Volkswagen chief executive Matthias Müller suggested the world’s biggest automaker is not too late to the electric car party.

Mr Mueller, speaking at the Vienna Auto Show on Friday, said media got a little carried away with its “New Beats Old” headlines after Tesla’s market value surpassed GM earlier this month.

“This has little to do with the reality on our streets: the Volkswagen Group produced 10.3m vehicles last year — Tesla around 80,000,” he said. “And the fact is, electro-mobility continues to be a niche.”

Mr Mueller said 750,000 electric cars were produced around the globe last year, or just 0.9 per cent of the total car market.

He conceded that “the future of driving is electric,” but projected that by 2025 three out of four VW cars would still be run by diesel or petrol engines, so it was important to invest across the spectrum.

He said the VW Group will spend €20bn by 2022 on more efficient, cleaner engines. By contrast, the VW Group has invested €3bn in “alternative” drive technologies in the last five years. “Over the next five years, we will triple this figure to around €9bn,” he said.

Analysts have been concerned that the German carmakers have not been doing enough to compete with Tesla. Despite the US upstart’s low sales, it has built massive brand value around its vision of future mobility, with its network of charging stations, its “Gigafactory” battery plant in Nevada and self-piloting technology.

Meanwhile, China, the world’s largest market for car sales, is so quickly building its own electric car market that “it could prove a structural threat to the German auto industry,” wrote auto analysts at Evercore ISI earlier on Friday.

But Mr Mueller said VW is ramping up its own plans on electric cars, and next year it will begin to offer low-price electric vehicles in China.
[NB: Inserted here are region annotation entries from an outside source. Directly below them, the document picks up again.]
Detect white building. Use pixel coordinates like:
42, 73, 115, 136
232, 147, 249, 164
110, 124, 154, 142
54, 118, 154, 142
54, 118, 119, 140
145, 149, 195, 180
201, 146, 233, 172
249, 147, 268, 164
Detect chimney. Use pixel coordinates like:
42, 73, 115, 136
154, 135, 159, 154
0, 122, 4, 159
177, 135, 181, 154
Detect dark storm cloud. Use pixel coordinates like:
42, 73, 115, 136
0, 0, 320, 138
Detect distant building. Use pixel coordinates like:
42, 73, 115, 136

He said battery technology will have to become a “core competency,” as it accounts for nearly a third of an electric car’s value.
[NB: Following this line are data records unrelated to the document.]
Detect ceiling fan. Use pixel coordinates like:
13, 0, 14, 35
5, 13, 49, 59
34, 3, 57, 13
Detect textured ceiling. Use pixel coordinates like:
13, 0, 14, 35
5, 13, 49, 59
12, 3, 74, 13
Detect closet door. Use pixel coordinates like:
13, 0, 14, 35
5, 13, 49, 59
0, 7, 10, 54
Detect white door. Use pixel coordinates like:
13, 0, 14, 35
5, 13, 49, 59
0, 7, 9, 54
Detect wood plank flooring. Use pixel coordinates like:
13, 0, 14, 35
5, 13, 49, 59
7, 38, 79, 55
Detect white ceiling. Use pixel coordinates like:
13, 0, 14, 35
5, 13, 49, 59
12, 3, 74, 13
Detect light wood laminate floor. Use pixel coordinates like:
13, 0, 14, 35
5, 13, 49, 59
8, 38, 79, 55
Starting in 2019, he said VW will offer customers with electric cars with a range of 600km “at the price of today’s diesel.”

Meantime, VW is pushing to reduce complexity in the production process, so that by 2020 engine production should be 10 to 15 per cent more efficient.

One motor VW introduced last year can be used in 45 models across the group’s Audi, Seat and Skoda brands.

“Expensive and nonsensical parallel developments are a thing of the past with us,” he said.